У глухой, без окон задней стены, выходящей на огороды, живописно и безалаберно навалено было десятка полтора свежих бревен. Между бревен продирались жизнерадостные молодые лопухи. На бревнах, под козырьком крыши, молча и мрачно сидели четверо мужчин. Один курил.
Погода портилась и здесь; время от времени срывался не холодный, но неприятный, мелкий секущий дождь. Осень подкрадывалась к Александрийскому улусу. Небо заслонилось низко висящими лохмами туч, и они медленно, тяжко, неприятно ворочались, словно необъятный медведь поудобнее укладывался в берлоге прямо над людскими головами.
Мимо сидящих мужчин неумело прокатила постукивающую деревянную тачку, полную ароматного компоста, изящная женщина средних лет, в черном ватнике, заплатанных на коленях мужских спортивных портах и шаркающих резиновых калошах, которые явно были ей велики по меньшей мере размера на три. С ногтей женщины еще не успел сойти модный в сем сезоне маникюр.
То была старшая жена Лужана Джимбы.
Она остановилась на мгновение, рукавом вытерла со лба то ли пот, то ли дождевую морось, обернулась к мужу и улыбнулась ему устало, но преданно: мол, все хорошо, любимый, ты решил, а я — с тобой, мы обе — с тобой, и поэтому все хорошо. Потом двинулась дальше.
— Вот, стало быть, как… — проговорил после долгого молчания Крякутной.
Баг прикурил новую сигарету от предыдущей. Спрятал окурок в лопухах.

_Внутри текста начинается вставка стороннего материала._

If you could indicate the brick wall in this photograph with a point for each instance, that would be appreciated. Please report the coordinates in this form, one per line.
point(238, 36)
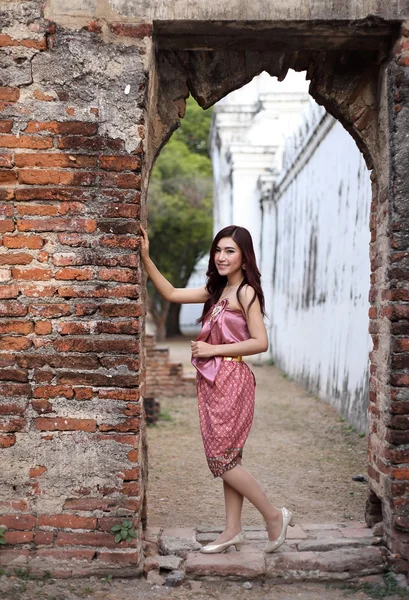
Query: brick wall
point(71, 436)
point(389, 382)
point(165, 378)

— Я ошибся, — сказал Джимба. — Я еще вчера понял, что страшно ошибся. Мы так дружили с Бором… Борманджином. Так дружили! Он божился, что воздействие будет строго ограниченным. Только по челобитной. Для него-то это, конечно, была идея: именно русскую экономику поднимать за счет остальных улусов… Ну, а я подумал: почему бы и нет? И русским благо, и мне на руку… — Помолчал. — Но лечебницу я финансировал, чтобы людям помочь. И чтобы другу занятие нашлось, он же без работы совсем пропадал…
Крякутной опять тяжко вздохнул, как кашалот. Наверное, вспомнил, что это по его милости Сусанин и все остальные ученики остались без работы.